After the removal and execution of Johann Friedrich Struensee on 28 April 1772 her husband found favour with the King again and with it, he was appointed commander-in-chief of the Norwegian army. in September 1772. It was said that Charles planned to raise support in Norway for a coup to take the regency power over the king from prince Frederick and queen dowager Juliana. Louise did not initially accompany him there, but when he returned to Denmark in April 1773, she returned with him to Norway in June. They were very well received in Christiania, and upon their arrival in Trondhjem, one aristocrat, Nordahl Brun, welcomed them as the "heavenly couple", and greeted Louise with a poem. In the Landgrave's own words, he became so popular that the Norwegians would gladly have him as King. This was clearly an illusion, and the people of Christiania soon found the cost of constantly entertaining the couple, a huge burden on town expenses.
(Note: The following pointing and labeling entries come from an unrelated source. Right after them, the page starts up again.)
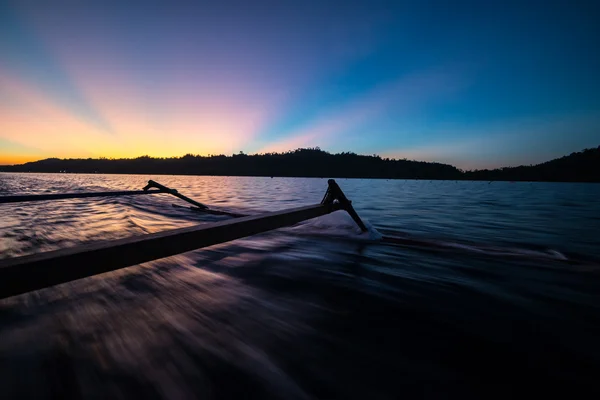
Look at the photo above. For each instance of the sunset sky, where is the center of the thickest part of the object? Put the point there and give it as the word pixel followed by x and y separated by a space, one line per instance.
pixel 474 84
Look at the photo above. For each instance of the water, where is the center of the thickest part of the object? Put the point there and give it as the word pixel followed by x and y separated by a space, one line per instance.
pixel 489 308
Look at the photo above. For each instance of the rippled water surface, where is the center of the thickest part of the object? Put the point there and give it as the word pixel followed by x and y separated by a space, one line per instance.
pixel 501 299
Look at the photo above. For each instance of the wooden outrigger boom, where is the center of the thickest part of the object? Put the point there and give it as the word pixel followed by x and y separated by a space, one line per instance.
pixel 27 273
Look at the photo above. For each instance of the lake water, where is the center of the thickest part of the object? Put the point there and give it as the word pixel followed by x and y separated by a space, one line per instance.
pixel 502 302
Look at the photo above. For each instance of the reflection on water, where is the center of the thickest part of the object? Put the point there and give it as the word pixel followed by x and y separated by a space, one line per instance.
pixel 312 311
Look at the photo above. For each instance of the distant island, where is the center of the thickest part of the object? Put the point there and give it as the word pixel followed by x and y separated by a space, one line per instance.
pixel 582 166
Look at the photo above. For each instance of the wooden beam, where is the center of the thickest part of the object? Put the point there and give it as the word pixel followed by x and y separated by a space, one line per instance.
pixel 59 196
pixel 23 274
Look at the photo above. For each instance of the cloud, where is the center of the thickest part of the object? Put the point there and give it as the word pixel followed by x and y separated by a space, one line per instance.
pixel 404 95
pixel 509 142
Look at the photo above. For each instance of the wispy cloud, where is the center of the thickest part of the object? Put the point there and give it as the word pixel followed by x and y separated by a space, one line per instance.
pixel 396 98
pixel 509 142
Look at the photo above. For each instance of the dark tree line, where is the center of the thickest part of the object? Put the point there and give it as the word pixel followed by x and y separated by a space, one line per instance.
pixel 582 166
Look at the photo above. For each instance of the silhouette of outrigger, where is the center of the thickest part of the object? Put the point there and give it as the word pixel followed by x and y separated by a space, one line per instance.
pixel 32 272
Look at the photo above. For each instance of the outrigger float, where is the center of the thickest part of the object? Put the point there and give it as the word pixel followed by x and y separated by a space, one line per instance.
pixel 32 272
pixel 24 274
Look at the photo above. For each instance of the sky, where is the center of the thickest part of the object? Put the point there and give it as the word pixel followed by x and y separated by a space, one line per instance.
pixel 476 84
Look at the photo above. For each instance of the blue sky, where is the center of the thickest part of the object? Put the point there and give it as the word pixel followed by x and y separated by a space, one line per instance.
pixel 475 84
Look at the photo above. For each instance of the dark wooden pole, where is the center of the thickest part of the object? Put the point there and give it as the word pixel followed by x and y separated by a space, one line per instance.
pixel 59 196
pixel 23 274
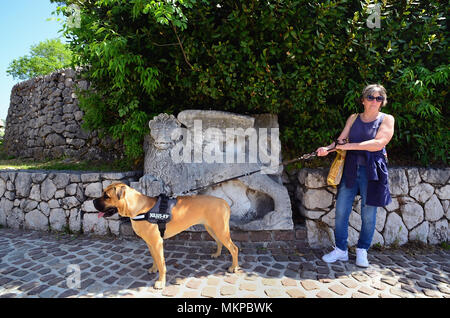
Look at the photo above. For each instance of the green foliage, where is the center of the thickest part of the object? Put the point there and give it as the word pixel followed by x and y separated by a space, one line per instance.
pixel 44 58
pixel 306 61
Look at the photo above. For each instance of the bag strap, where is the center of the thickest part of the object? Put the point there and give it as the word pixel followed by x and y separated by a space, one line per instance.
pixel 355 115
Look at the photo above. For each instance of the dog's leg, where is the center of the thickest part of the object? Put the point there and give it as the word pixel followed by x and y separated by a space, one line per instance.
pixel 160 263
pixel 154 268
pixel 155 245
pixel 222 233
pixel 219 243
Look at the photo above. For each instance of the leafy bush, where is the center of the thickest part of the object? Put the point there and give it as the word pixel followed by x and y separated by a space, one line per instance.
pixel 306 61
pixel 45 57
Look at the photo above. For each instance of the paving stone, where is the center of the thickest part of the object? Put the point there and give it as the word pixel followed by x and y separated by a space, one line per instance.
pixel 248 286
pixel 366 290
pixel 118 268
pixel 309 285
pixel 274 292
pixel 209 291
pixel 338 289
pixel 349 283
pixel 227 290
pixel 295 293
pixel 324 294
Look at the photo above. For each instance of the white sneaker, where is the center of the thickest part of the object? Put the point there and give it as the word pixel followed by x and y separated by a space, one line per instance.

Expensive demands, such as new golden chairs to sit in during church service, and a triumphal arch for the official entry of Louise in to Christiania where examples of the standard the royal couple demanded for their standard during their stay and created antipathy among the population. On 4 September, Louise and Charles hosted a ball and a court reception in honor of the birthday of queen Juliana Maria and departed on 8 September 1773.
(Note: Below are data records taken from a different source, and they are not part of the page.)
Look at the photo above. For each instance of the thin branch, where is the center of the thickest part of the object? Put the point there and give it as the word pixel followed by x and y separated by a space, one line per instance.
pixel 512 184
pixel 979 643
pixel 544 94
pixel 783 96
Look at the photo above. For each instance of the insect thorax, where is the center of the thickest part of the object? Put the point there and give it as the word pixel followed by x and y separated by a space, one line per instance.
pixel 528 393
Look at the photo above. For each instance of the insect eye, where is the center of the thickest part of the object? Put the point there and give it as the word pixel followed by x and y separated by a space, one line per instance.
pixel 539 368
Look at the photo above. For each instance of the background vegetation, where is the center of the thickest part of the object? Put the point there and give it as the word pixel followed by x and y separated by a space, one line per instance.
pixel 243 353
With her husband's larger income, he had Hermann von Motz build Louisenlund Castle on the land in Güby as a summer residence for the couple. The Princess would have her fourth child Juliane, Princess of Hesse on 19 January 1773 before leaving Norway and moving into Louisenlund Castle in 1774. Her husband was also made Field Marshal the same year but would stay away from political circles and remain at Louisenlund till the 14th change of government in April 1784. The new change brought a close friendship with Crown Prince Frederik, who would also marry their daughter Princess, Marie Sophie. They would later become King Frederick VI of Denmark and Queen Marie Sophie of Denmark.
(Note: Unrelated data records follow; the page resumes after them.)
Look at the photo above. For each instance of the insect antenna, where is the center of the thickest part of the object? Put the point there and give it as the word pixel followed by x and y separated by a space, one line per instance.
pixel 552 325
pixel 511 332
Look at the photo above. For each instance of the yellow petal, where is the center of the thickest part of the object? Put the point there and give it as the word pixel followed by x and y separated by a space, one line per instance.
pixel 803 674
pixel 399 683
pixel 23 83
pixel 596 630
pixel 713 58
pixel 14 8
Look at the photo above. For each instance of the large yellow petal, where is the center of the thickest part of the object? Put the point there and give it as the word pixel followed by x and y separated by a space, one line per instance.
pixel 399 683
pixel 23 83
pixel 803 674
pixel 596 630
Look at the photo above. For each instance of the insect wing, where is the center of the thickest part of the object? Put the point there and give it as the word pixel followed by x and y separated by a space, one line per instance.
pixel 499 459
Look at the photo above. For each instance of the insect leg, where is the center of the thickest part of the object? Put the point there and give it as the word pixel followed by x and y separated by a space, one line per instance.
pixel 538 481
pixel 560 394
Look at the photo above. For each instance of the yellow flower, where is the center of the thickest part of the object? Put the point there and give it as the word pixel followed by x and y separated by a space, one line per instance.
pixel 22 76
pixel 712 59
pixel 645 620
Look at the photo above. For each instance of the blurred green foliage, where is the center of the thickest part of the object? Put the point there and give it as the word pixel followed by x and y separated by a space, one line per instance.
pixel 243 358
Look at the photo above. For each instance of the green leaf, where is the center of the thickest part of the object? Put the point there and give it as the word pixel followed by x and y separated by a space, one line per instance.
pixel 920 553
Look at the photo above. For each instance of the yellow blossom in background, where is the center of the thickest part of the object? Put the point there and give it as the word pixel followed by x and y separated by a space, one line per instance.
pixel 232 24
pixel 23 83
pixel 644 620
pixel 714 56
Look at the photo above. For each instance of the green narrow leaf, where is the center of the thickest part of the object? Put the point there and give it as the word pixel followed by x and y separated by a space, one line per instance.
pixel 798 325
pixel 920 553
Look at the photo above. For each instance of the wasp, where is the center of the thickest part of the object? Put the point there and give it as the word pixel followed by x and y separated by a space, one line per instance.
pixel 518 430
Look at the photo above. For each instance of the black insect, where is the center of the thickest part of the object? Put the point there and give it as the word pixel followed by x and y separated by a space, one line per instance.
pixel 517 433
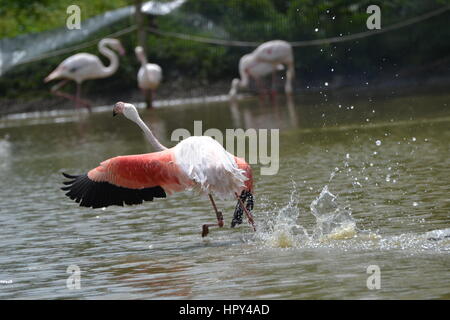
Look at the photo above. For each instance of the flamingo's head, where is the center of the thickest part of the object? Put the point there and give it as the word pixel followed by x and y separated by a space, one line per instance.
pixel 127 109
pixel 115 44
Princess Louise would have two more children, Prince Christian of Hesse, born 14 August 1776 and Princess Louise Caroline of Hesse-Kassel, born 28 September 1789. Her husband continued as commander-in-chief of the Norwegian army until 1814 and governor of Schleswig Holstein all her life. She died at Gottorp Castle on 12 January 1831 and was buried in Schleswig Cathedral.